“Certe cose possono saperle soltanto gli occhi”: Se non ti vedo non esisti, di Levante.

Se non ti vedo non esisti. Se non mi vedi non esisto.

Alcune donne, più di altre, sanno essere carismatiche senza sforzo, mostrare la loro intelligenza senza dire troppe parole, ma soprattutto sanno essere forti pur restando estremamente fragili. Levante la conosciamo tutti come cantante, personaggio televisivo, ma è anche una talentuosa scrittrice. Saper scrivere è un dono, e in questa ragazza non riesco che vedere soltanto il suo talento.
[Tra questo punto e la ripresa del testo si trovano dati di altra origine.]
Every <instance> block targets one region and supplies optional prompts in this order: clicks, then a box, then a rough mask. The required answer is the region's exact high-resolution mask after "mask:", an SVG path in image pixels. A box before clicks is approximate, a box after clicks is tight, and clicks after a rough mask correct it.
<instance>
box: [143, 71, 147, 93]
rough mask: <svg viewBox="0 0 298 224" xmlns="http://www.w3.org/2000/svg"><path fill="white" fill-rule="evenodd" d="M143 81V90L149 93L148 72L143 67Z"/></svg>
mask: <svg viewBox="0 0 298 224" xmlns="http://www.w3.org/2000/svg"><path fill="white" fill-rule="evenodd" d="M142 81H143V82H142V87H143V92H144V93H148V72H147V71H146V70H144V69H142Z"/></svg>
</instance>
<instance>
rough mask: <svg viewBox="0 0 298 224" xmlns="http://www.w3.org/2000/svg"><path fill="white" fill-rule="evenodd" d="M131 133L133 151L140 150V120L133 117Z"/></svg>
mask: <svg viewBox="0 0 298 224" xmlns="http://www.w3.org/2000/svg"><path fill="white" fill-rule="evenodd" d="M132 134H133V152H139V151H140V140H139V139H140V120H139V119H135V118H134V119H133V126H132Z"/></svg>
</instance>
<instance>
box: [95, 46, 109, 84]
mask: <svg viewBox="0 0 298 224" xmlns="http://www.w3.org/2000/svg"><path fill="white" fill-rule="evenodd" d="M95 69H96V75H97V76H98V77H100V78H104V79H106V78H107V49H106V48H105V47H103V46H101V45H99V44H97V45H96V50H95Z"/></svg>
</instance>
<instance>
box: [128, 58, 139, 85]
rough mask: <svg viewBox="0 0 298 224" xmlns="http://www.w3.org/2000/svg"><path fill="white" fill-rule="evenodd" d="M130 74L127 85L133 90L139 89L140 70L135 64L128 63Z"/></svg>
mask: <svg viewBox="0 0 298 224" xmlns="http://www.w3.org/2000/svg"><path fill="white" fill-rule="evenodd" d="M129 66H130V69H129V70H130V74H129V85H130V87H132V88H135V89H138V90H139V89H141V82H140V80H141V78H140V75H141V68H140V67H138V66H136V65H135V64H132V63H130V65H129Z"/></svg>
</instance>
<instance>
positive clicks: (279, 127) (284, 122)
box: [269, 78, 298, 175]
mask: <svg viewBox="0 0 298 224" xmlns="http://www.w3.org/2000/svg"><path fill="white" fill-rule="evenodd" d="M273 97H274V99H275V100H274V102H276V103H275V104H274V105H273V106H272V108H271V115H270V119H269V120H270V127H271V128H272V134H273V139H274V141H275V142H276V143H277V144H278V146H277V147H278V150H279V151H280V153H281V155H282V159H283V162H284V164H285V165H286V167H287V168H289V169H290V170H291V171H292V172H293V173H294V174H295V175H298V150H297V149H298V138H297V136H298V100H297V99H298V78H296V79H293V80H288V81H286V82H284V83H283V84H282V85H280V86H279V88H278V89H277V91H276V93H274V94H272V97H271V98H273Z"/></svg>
“Se non ti vedo non esisti” è il suo primo romanzo, mi ha aiutato in questi ultimi dieci giorni a rilassarmi dopo giornate emotivamente e fisicamente pesanti e ne ho tratto un enorme beneficio.

Vi riporto la trama:

Editore: Rizzoli
Anno edizione: 2017
In commercio dal: 19 gennaio 2017
Pagine: 261 p., Brossura

Sua madre e sua sorella, così concrete, non capiscono da dove arrivi la sua inquietudine, quella voglia di mangiarsi ogni attimo come fosse l’ultimo e di scappare a gambe levate non appena qualcuno minaccia di metterla in gabbia. Anita però lo sa bene: quando si guarda allo specchio, le sue “mille me” – così le chiama lei – riflettono i suoi cambiamenti di umore e la incoraggiano, la contraddicono, la rimproverano quando sbaglia. Perché Anita sbaglia spesso, soprattutto quando si tratta di uomini. I suoi errori più grandi sono tre: Filippo, affascinante e indisponibile, incontrato per caso su un volo per New York; Flavio, un incrocio di sguardi che si è trasformato in passione; e poi Jacopo, il marito che le è sempre stato accanto ma ultimamente sembra non capirla più. Anita crede di amarli tutti, ma forse la verità è che la vita le sta sfuggendo di mano, come la sua immagine riflessa nello specchio. Dovrà scavarsi dentro e fare i conti con un passato ancora dolorosissimo, per imparare a prendersi cura di sé senza smettere di innamorarsi e di sbagliare: solo così potrà ricominciare a vedersi, e a esistere, davvero.

Le donne sono gli esseri più complicati e sensibili per antonomasia, ma Anita è tutto un grande errore e e un rimediare alla sua autodistruzioni. Ha contato gli uomini che nella sua vita hanno lasciato il segno peggiore: Filippo, Flavio, Jacopo. Sono uno diverso dall’altro, hanno avuto un ruolo diverso nella sua vita e ognuno di loro l’ha portata a essere sempre più complicata a confusa.

Anita è una donna che si è sempre accontentata, ha moderato ogni situazione nel bene e nell’interesse della persona che stava insieme a lei, ma non ha mai assecondato le sue necessità. Quando se n’è accorta era già sposata, aveva già alle spalle una relazione disastrosa e un amante che le ha reso la vita ancora più vuota. Le relazioni sono molto complicate da gestire, sono ancora più difficili da chiudere o da mantenere vive: in entrambi i casi occorre una grande forza di volontà e un’esagerata dose di amor proprio. Perché mai accontentarsi? Perché sapere che si potrebbe mangiare fino a sazietà e invece imparare a sentirsi pieni con delle briciole?

I tre uomini di Anita, i tre che le hanno maggiormente influenzato la vita le hanno portato questo insegnamento. Mai accontentarsi.

Bisognerebbe leggere questi libri per comprendere che siamo donne, non uccellini, bisogna avere quello che si vuole, quello che si pensa di meritare senza la paura di avere accanto il vuoto. La scrittura di Levante è così introspettiva ed emozionante che il messaggio arriva dritto al cuore.